There’s plenty of posts about problems with tracker-miner-fs being a CPU hog, even if it’s theoretically “idle”. “tracker status” will say that indexing is complete, and all miners are idle, but that’s clearly a lie, and you process stuck running from bootup.
Most “solutions” on the internet revolve around just turning off tracker completely, or at least the filesystem miner. I don’t want that, I actually like having search work. What I wanted was it to, you know, work :)

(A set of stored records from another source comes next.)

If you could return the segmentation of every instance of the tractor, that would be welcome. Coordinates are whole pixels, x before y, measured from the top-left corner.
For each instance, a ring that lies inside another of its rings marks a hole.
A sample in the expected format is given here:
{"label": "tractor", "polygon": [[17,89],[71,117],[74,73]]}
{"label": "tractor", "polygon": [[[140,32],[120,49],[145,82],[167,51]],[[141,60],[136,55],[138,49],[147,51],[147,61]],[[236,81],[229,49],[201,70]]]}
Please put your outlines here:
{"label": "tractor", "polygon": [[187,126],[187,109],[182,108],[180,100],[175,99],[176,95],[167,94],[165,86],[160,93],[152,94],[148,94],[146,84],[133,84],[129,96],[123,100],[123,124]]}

So, while experimenting with resetting it, I noticed that it was always getting stuck trying to recurse a particular directory tree. It’s 6GB, but that was unlikely to be problem. However, one directory there contained a lot of files. Lots like, 600,000 files or so, in one directory. This is enough to make ls
hang, so, maybe it was enough to make tracker-miner-fs hang too? (Side note, if you want to count files in a directory like this, find . | wc -l
will work, where ls
doesn’t.)
I didn’t actually need those files anymore, so I just deleted the suspect directories entirely, and then restarted the trackers with tracker daemon --stop; tracker daemon --kill; tracker daemon --start
(The kill was to kill the errant tracker-miner-fs process, the others all stopped gracefully)
And presto, tracker status starts reporting sane and plausible results, the tracker-miner-fs runs at 100% for a short period, reporting status correctly, then the tracker extractor takes over. And we have search again!